Ces dispositifs visent à maintenir le locataire dans son logement, en sécurisant le paiement du loyer et en accompagnant la gestion budgétaire
- Comprendre ses droits et ses obligations
Le locataire doit connaître le cadre juridique de la procédure d’expulsion. Une expulsion ne peut intervenir qu’après une décision de justice, et des délais existent, notamment pendant la trêve hivernale.
- Se faire accompagner par un travailleur social
ou une association permet souvent de mieux comprendre la situation, d’éviter les erreurs et de défendre ses droits tout en respectant ses obligations. Dans la Nièvre, vous pouvez contacter un travailleur social du Conseil départemental de la Nièvre qui intervient dans les Sites d’action médico-sociale
Vous êtes propriétaire
• Favoriser le dialogue dès les premiers impayés
Pour le propriétaire, l’impayé de loyer représente une source légitime d’inquiétude. Toutefois, une réaction rapide et proportionnée est souvent plus efficace qu’une judiciarisation immédiate. Le dialogue avec le locataire permet d’identifier les causes des difficultés et d’envisager des solutions adaptées, comme un échéancier de paiement.

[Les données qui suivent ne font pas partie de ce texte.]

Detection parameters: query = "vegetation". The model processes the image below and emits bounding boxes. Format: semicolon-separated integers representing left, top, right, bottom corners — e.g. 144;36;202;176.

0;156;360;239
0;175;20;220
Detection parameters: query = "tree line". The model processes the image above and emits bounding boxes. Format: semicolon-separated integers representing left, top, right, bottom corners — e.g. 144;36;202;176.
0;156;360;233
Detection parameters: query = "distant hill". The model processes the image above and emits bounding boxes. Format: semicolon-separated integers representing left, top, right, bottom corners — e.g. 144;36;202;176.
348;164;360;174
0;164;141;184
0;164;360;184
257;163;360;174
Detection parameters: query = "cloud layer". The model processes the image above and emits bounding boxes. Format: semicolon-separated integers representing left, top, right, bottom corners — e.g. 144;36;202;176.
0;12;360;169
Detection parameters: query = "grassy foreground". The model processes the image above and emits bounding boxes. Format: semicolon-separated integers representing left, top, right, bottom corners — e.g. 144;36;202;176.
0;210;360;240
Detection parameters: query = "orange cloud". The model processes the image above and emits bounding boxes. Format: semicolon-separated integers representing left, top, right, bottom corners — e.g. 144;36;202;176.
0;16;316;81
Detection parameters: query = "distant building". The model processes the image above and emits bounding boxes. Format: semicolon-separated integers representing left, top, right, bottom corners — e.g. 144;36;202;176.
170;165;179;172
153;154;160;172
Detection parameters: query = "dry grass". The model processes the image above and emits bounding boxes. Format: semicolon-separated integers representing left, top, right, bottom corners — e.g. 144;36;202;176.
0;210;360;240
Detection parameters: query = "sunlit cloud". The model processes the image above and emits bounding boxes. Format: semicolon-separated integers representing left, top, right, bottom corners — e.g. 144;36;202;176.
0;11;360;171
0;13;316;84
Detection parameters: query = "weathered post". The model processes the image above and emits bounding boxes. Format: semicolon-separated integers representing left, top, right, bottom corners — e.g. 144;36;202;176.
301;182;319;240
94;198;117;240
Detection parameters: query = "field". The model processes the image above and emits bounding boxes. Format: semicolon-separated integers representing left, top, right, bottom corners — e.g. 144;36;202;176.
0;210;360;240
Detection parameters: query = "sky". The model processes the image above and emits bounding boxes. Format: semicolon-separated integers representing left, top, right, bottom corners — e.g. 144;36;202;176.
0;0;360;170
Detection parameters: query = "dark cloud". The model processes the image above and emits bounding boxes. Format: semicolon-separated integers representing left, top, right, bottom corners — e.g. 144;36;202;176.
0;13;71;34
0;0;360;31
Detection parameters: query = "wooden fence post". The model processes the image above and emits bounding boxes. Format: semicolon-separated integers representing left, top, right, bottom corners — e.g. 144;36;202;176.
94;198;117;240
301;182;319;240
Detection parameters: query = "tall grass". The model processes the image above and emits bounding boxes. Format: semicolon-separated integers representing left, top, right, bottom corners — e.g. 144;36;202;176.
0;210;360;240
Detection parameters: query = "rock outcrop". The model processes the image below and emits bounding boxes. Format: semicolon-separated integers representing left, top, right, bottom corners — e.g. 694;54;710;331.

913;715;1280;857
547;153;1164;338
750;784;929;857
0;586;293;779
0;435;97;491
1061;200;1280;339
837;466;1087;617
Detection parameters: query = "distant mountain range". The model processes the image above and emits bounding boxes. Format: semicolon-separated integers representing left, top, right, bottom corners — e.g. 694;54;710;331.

• S’appuyer sur les dispositifs de sécurisation
Les propriétaires disposent également d’outils pour limiter les risques : la garantie Visale, les assurances loyers impayés, la saisine des dispositifs de prévention des expulsions tels que : la commission de coordination (CCAPEX ), les services sociaux pour envisager un recours au Fonds de solidarité pour le logement (dispositif à destination des locataires). Ces mécanismes contribuent à sécuriser les revenus locatifs tout en évitant une procédure longue et coûteuse. Privilégier les solutions amiables et durables. L’expulsion est souvent une solution de dernier recours, avec des délais importants et une issue parfois incertaine. En privilégiant les accords amiables, le propriétaire peut préserver la relation locative, limiter les pertes financières et participer à une approche socialement responsable de la gestion locative.
Une approche partenariale pour éviter les ruptures
La prévention des expulsions locatives repose sur une logique de coopération entre locataires, propriétaires, services sociaux, collectivités et acteurs associatifs. Agir tôt, partager l’information et mobiliser les dispositifs existants permet, dans de nombreux cas, d’éviter l’expulsion et de sécuriser durablement les situations. Prévenir les expulsions, c’est à la fois protéger le droit au logement et garantir l’équilibre économique de la location : un enjeu commun qui appelle des réponses concertées.